Welcome to this week’s Math Munch!
Meet the incredible Martin Gardner. If you’re a mathematician then chances are good you already have, but any reader of this blog has certainly felt the ripples of his influence. Nearly everything we share on Math Munch can be traced back to the recreational mathematics of Martin Gardner. For 25 years he wrote the “Mathematical Games” column for Scientific American, in which he shared wonderful puzzles, riddles, and games that have inspired generations of mathematicians. We’re trying to do the same here at Math Munch, so Gardner’s a sort of hero for us.
Maybe the best way to connect with this math legend would be to take on a few of his puzzles. (I’ve linked to some of my favorites below.) Many of the puzzles have a “Print ‘n Play” option you may want to take advantage of. His columns and other writings now live in the more than 100 books he wrote. Pick one up at your local library and dig in!
Martin Gardner’s Puzzles
In this video you can hear Scott Kim (remember his ambigrams?) talk about his own connection to Martin Gardner, and here he talks about his involvement with the Gathering 4 Gardner. These are events that take place across the world to celebrate Gardner’s work and legacy. If you’re inspired by some of this stuff, maybe you’ll get a few friends together and share it with them.

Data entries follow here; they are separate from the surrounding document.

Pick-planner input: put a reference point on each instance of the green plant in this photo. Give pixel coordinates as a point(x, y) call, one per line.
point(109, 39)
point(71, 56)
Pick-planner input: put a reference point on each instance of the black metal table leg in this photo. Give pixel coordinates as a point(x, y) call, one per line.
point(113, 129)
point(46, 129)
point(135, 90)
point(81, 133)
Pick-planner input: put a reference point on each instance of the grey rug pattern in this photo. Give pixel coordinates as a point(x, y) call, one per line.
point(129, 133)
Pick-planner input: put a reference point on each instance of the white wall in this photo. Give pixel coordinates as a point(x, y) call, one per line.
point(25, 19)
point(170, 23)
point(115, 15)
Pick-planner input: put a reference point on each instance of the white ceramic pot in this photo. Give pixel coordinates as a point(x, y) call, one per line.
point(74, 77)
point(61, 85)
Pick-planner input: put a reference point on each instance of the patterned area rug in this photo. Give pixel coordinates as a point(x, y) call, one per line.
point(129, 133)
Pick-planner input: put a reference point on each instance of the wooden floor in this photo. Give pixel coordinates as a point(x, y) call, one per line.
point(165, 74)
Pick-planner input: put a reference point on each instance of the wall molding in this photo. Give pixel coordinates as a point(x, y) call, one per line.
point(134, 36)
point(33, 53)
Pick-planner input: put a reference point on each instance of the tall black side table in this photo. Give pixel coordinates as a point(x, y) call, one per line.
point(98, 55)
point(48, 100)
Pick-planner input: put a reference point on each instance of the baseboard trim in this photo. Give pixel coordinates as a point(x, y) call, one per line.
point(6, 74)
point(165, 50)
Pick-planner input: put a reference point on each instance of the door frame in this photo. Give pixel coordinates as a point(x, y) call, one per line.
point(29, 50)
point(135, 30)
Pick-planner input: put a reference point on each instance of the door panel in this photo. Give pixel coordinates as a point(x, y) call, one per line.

Gardner’s very first article for Scientific American was about the hexaflexagon, so as part of this year’s Gathering 4 Gardner, people are making flexagons of all sorts. Here’s a video of Martin himself talking about them, which is part of full-length video about Gardner called “The Nature of Things.” Justin wrote about flexagons here, and Vi Hart followed suit with a pair of fantastic videos telling the true story of their discovery.
And here’s part 2.
That’s not all! There’s a whole world of flexagons to build and play with. To see another kind, check out the cyclic hexa-tetraflexagon as shown off by James Grime in this video.
Here’s one last flexagon resource with instructions you might prefer. There are so many videos to watch, puzzles to solve, and flexagons to flex. Hopefully you’ll have a very mathy week in honor of Martin Gardner.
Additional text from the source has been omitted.